Le aste, in questo senso, non sono più il luogo esclusivo della speculazione, al contrario, diventano un’occasione, perché “con i prezzi di tante etichette in continua crescita già dalla cantina, sotto il martello si trovano occasioni interessanti, con vini che hanno già qualche anno sulle spalle, ma a costi assolutamente ragionevoli. In generale, comunque, gli ultimi 4-5 anni hanno visto un incremento enorme dei prezzi di tantissime etichette, con il rischio di trovarsi di fronte tante piccole bolle, pronte ad esplodere. Bisogna puntare su bottiglie a prezzi giusti, commerciabili, per la soddisfazione di tutti, produttori e investitori. Un ottimo esempio arriva da Lungarotti, che piano piano nel nostro catalogo ha dato risultati interessanti, o lo Chardonnay di Ca’ del Bosco, o il Vintage Tunina di Jermann”.
Guardando al 2023, “ci sono Regioni come Abruzzo e Sicilia che sono destinate a crescere, con i vini di Emidio Pepe e Valentini, ma anche Passopisciaro e Arianna Occhipinti. Guardando all’estero, gli Champagne non moriranno mai, hanno una storia enorme alle spalle, nonostante la speculazione, perché è, essenzialmente, un prodotto insostituibile. La bolla della Borgogna, invece, merita un’analisi approfondita, ma non è detto che le griffe di Piemonte e Toscana sarebbero felici di vivere ritmi di crescita del genere, perché il risultato è inevitabilmente lo stesso, l’esplosione della bolla”, conclude Alessio Leonardi.

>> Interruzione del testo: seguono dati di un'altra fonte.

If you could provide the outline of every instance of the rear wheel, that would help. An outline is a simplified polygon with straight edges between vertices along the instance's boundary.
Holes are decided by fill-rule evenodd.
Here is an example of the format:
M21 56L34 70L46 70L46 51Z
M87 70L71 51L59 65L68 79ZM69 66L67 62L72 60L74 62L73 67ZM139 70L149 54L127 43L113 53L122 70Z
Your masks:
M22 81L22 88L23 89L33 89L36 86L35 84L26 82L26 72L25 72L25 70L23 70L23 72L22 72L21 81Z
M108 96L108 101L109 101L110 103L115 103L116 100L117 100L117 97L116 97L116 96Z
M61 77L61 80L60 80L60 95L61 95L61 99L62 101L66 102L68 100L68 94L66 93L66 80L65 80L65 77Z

Infine, l’ultima arrivata, Il Ponte Casa d’Aste che, come ricorda Enrico Incisa, “ha battuto la sua prima asta giusto qualche settimana fa”. Con risultati decisamente incoraggianti: l’88% di lotti venduti e il 133% di rivalutazione dei prezzi base. E sotto il martello lotti importanti, come le due bottiglie di Richebourg Grand Cru 1993 (battute a 4.125 euro), le dodici bottiglie di Château Palmer 1990 (2.250 euro), la bottiglia di Château Margaux 1990 (1.000 euro) e il La Tache Grand Cru 1960 di Domaine Romanée Conti (1.125 euro). Ciò che rende differente l’approccio de Il Ponte al mondo delle aste enoiche, è “il rapporto con i nostri clienti: è con le loro collezioni che costruiamo i nostri cataloghi. Cercando, ovviamente, di costruire un’offerta equilibrata, che garantisca la bontà dell’investimento ma senza rincorrere bolle speculative”.
Con ampio spazio alle griffe del Belpaese, che incarnano al meglio questi principi. Partendo “dal Sassicaia di Tenuta San Guido e dal Tignanello di Antinori, ma anche Gaja e Ornellaia. Rivolgendoci a collezionisti essenzialmente italiani, abbiamo puntato, e punteremo, non solo su lotti da investimento, ma anche su etichette accessibili, destinate al consumo, un aspetto quasi dimenticato nel mondo dei fine wines. Stiamo muovendo i nostri primi passi, consapevoli che è un mercato capace di regalare grandi soddisfazioni. Dobbiamo saper cogliere le opportunità che ci si presenteranno, ma di certo è un settore, come molti altri da investimento, che non può prescindere da quel ristretto numero di etichette che muove buona parte del mercato”, aggiunge Enrico Incisa.